With tough measures on one hand, the military regime has also been trying to win support on the other through policy decisions and attempts at achieving reform. The NCPO has been quick to overhaul a variety of projects such as those related to infrastructure, energy prices, water management projects and foreign direct investment.

“The people probably like it, because in the past political parties had enormous power. Now we are waiting to see whether the military can really solve the problem,” said Gen Ekkachai, adding that although the army came into power unfairly, they are putting efforts into creating a fairer system for the country.

But he said reconciliation is a very difficult issue that would need at least five to 10 years to solve.

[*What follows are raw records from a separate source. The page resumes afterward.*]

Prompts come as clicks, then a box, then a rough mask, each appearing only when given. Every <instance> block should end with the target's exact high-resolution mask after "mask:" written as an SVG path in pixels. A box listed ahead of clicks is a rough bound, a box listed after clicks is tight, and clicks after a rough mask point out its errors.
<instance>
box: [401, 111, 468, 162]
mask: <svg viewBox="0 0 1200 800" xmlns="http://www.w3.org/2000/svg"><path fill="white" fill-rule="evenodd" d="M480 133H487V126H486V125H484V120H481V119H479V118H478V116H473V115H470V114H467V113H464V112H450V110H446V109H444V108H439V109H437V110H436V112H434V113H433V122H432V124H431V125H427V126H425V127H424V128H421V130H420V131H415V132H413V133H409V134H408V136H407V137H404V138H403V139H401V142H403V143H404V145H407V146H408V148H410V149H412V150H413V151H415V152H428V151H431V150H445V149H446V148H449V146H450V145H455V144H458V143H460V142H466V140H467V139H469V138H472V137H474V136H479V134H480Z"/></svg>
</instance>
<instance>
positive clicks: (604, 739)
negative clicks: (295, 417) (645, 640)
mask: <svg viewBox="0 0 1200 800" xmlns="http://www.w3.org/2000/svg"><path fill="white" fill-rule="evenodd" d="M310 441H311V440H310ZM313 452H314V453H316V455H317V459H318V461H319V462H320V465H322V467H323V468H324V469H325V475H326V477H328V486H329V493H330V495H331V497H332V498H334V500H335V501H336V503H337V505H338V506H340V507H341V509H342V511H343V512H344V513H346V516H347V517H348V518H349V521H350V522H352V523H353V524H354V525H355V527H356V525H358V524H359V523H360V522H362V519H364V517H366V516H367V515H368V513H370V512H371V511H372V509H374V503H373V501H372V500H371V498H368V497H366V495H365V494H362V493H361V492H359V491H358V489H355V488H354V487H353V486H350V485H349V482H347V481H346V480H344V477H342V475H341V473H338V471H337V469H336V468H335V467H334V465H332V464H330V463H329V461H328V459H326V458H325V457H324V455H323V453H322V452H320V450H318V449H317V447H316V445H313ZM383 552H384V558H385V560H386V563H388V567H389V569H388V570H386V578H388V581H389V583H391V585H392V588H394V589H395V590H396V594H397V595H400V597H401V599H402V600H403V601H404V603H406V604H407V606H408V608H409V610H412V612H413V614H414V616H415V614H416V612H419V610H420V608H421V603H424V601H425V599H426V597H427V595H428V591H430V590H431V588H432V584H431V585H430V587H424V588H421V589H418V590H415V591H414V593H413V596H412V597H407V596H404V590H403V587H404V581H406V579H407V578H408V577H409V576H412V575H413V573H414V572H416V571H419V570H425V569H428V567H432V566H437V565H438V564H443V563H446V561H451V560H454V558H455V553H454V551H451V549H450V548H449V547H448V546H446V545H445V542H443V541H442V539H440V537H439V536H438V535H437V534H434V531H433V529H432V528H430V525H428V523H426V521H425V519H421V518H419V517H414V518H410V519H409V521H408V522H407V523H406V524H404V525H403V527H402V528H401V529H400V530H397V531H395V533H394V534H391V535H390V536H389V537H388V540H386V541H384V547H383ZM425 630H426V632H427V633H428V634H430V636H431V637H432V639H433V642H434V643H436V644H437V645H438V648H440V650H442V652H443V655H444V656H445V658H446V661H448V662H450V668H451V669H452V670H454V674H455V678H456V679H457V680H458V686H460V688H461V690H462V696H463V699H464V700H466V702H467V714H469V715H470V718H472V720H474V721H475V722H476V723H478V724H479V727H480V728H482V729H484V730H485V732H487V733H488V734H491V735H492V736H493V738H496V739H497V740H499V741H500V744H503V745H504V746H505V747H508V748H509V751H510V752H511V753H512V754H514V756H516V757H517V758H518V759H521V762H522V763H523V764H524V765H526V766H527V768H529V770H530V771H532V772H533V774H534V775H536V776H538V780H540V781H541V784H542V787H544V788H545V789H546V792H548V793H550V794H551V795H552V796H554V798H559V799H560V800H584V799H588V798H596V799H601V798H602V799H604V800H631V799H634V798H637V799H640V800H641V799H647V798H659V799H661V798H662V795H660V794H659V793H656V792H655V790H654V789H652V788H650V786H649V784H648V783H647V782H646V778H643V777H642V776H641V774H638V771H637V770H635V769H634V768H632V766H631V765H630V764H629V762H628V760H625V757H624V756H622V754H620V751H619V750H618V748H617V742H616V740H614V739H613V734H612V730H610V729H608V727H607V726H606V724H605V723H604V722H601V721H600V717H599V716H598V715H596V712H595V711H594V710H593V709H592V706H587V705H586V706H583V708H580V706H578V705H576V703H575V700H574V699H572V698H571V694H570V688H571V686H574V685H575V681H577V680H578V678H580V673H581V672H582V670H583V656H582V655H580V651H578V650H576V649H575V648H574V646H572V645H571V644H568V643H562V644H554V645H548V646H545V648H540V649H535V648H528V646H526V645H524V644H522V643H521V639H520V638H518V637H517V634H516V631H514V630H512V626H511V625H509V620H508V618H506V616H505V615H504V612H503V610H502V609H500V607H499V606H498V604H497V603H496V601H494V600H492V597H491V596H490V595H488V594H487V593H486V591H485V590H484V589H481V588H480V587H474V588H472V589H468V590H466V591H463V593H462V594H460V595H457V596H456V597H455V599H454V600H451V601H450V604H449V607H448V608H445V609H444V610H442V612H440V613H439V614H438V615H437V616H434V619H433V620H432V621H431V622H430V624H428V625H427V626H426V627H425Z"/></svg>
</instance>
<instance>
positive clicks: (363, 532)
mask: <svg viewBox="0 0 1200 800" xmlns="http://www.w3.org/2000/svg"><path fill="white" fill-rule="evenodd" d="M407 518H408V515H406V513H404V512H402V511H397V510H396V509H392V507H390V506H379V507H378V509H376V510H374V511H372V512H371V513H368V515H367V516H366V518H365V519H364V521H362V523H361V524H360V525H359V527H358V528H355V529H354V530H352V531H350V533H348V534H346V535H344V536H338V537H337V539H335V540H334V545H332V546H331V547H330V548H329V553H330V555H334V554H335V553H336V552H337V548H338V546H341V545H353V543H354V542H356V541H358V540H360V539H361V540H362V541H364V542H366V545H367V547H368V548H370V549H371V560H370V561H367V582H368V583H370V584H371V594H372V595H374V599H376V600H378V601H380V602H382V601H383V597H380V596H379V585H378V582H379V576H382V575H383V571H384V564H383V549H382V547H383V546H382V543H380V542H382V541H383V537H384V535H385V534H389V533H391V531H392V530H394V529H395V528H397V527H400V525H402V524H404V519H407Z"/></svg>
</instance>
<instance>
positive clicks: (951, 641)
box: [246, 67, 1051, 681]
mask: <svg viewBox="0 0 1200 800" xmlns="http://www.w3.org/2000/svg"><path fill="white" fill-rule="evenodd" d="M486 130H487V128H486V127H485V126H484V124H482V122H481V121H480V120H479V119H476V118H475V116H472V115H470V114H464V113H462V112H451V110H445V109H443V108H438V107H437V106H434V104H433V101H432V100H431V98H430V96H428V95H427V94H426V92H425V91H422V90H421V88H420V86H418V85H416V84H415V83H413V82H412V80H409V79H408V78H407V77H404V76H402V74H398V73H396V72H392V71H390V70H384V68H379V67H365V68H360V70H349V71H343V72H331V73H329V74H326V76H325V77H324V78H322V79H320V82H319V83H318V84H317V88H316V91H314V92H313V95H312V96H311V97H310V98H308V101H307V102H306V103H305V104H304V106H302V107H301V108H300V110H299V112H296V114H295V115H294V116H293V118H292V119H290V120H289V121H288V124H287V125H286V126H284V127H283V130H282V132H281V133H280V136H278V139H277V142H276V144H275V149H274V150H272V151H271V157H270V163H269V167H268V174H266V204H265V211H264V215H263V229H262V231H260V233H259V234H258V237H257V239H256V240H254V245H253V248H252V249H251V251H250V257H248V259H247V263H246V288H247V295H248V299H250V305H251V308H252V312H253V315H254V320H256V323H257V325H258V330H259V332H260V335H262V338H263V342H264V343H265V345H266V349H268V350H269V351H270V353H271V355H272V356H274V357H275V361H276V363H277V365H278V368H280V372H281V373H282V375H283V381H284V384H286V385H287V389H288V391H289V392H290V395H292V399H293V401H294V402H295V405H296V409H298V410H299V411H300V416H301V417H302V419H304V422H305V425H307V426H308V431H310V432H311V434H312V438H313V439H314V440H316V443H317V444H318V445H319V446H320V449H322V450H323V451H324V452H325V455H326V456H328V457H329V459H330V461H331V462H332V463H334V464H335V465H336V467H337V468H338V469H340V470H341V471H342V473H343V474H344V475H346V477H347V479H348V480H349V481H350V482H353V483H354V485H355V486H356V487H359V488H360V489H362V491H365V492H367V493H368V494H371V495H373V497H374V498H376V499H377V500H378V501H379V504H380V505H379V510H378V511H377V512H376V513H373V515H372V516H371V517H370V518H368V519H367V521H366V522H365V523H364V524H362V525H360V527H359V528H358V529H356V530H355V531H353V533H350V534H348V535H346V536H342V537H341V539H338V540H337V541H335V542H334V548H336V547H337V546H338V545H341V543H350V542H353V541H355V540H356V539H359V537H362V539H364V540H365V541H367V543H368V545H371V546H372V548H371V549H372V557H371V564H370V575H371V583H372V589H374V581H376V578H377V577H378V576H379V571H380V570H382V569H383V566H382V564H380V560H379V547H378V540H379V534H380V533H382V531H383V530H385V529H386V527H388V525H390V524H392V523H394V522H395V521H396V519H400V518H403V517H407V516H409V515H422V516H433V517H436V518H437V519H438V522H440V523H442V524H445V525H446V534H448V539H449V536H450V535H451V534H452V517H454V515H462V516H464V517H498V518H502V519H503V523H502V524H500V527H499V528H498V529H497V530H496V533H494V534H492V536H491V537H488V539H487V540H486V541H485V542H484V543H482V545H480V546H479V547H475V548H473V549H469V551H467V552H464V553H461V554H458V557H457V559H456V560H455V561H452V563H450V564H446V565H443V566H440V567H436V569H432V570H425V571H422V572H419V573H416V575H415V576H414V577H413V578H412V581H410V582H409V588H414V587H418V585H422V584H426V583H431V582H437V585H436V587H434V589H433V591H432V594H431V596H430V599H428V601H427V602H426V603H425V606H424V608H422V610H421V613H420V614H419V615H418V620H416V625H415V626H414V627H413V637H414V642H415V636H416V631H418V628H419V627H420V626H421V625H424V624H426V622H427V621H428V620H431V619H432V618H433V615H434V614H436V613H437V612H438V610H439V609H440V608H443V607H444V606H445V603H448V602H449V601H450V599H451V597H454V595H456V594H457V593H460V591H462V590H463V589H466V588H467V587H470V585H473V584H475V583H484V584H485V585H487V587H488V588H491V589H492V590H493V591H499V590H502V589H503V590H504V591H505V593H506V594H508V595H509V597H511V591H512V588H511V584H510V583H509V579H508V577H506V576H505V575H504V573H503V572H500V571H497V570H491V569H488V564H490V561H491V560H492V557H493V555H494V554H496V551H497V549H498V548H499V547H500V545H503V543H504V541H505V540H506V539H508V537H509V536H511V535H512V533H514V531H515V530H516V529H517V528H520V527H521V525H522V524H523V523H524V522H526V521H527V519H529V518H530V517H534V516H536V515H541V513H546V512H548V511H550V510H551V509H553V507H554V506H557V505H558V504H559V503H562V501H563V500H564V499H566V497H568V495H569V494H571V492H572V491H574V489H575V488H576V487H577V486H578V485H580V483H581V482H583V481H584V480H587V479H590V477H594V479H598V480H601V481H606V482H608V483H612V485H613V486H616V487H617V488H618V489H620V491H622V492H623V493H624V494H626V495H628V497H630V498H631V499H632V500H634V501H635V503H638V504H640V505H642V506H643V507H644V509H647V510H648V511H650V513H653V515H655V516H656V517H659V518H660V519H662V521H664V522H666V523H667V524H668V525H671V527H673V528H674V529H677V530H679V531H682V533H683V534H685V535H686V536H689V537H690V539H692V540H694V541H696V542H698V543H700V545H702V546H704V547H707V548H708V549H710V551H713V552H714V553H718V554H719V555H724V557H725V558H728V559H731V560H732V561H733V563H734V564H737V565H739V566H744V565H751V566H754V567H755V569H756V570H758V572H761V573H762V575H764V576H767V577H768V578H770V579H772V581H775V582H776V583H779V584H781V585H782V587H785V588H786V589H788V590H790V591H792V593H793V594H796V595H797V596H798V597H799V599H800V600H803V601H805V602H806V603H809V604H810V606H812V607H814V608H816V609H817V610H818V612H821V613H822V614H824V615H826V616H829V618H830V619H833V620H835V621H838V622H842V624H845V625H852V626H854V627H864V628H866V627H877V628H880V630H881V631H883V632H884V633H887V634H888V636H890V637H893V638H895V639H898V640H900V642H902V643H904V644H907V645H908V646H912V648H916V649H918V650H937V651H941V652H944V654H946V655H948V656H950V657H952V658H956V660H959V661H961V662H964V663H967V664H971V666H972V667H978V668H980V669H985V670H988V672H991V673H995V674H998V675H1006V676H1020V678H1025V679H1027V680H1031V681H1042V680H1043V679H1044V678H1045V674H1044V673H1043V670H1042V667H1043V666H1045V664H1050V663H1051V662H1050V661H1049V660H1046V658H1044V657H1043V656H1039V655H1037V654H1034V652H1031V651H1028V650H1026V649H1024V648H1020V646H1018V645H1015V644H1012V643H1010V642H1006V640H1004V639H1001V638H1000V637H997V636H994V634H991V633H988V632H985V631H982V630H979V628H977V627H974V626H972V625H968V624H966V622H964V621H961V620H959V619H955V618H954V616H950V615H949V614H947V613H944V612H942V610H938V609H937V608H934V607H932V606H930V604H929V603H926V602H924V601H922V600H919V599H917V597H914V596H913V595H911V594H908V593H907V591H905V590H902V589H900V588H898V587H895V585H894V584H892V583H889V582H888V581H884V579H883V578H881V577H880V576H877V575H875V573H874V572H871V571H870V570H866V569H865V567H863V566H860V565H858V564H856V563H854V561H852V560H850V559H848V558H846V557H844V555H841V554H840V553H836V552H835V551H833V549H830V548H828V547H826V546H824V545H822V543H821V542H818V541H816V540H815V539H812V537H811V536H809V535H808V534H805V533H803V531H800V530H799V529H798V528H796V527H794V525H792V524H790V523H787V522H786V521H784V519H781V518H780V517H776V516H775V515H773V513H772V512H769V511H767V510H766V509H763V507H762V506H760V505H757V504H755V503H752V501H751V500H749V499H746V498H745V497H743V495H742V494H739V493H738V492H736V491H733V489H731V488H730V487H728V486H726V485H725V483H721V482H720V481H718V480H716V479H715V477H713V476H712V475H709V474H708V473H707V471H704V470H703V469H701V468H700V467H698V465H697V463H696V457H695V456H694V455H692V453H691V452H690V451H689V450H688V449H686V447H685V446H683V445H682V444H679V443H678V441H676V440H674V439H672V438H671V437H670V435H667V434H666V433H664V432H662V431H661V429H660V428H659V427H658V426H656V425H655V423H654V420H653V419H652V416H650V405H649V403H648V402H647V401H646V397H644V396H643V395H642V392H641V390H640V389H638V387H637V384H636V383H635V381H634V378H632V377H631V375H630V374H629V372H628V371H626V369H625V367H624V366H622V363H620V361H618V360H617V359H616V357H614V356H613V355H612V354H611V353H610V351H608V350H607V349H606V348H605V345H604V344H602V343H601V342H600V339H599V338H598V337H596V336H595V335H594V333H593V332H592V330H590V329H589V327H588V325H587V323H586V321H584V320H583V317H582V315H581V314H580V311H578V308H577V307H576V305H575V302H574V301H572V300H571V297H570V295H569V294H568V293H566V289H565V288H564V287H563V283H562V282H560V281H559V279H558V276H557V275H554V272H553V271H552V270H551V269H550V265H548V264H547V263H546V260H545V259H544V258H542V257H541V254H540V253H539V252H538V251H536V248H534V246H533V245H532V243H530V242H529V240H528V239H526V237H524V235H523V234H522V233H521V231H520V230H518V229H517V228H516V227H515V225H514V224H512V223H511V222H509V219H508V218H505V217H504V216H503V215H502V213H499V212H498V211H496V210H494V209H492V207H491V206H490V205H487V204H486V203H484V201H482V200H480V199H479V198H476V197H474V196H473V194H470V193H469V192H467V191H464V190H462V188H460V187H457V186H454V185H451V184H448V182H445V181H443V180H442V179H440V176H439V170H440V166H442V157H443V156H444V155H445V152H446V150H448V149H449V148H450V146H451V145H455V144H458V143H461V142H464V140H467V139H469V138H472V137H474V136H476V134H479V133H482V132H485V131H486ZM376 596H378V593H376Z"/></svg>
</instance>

“It needs a lot more [than free tickets to The Legend of King Naresuan 5] to maintain trust and acceptance,” he said, adding that any mediation role should held by a neutral figure who does not have past conflicts with any side of the political divide.

“We need to stop talking about the past and see how we can cooperate for the future.”

The message gets through to the massage parlours

Once a staunch red-shirt supporter, 43-year-old Nong ceased all political activities when he fled to Cambodia after the violence in 2007 with six friends.

Nong once worked as a masseur at the red-shirt rallies at Sanam Luang and put his skills to use in Cambodia, travelling back to Thailand only for elections and major rallies.

“The red shirts living here need to wait for new elections. Now we can’t do anything,” he told Spectrum at the massage parlour where he works.

Until six months ago Nong, who asked to be identified only by his nickname, was working at a central Phnom Penh massage parlour formerly owned by a Thai woman who heads a local red-shirt group. She has since returned to Thailand.

Several years ago, the massage parlour and restaurant would house regular red-shirt meetings, according to the current Thai owner. Since then, there have been no formal, large-scale gatherings of red shirts in Cambodia.

Nong participated in the July, 2007, red-shirt mass rally outside Privy Council president Prem Tinsulanonda’s Si Sao Thewes residence. The reds demanded his resignation from the Privy Council, claiming he was behind the 2006 military coup.

“It wasn’t right. I couldn’t bear the thought of the person I loved being bullied,” said Nong, referring to former prime minister Thaksin Shinawatra, who was ousted in a coup d’etat on Sept 19, 2006.

Nong was so depressed he refused to listen to or watch news regarding Thailand for his first four years in Cambodia. But since the new owners of his former workplace are also red-shirt supporters, he began watching the Asia Update satellite television channel with them and soon became a regular viewer.

“But the owner’s daughter was a yellow shirt, and whenever she came from Thailand I would always wish that she would go back soon so I could watch TV,” he said.

Now Asia Update, along with many other TV stations and unlicensed community radio stations, have been shut down until further notice by Thailand’s military regime, leaving many Thais and Cambodians disappointed.

“People here can’t go to sleep without watching Asia Update. Closing it down angered Cambodians so much,” he said. “Khmers love red shirts. [Cambodia’s defence minister] Tea Banh watches Asia Update all the time.”

Nong expressed scepticism that the military regime will be successful in its international public relations offensive, a bid to blunt mounting criticism from the West.

He has recently found a new job at a massage parlour owned by the daughter of one of Cambodia’s ministers, and many of his clients are high-ranking military officers. “I overheard some high-ranking soldiers talking about the junta’s efforts to explain the situation to the international community. One of them said: ‘Who the hell is going to talk to them?’ ”

Territory of the enemy: Red shirt supporters of Thailand’s fugitive former premier Thaksin Shinawatra walk past Cambodian soldiers in Siem Reap.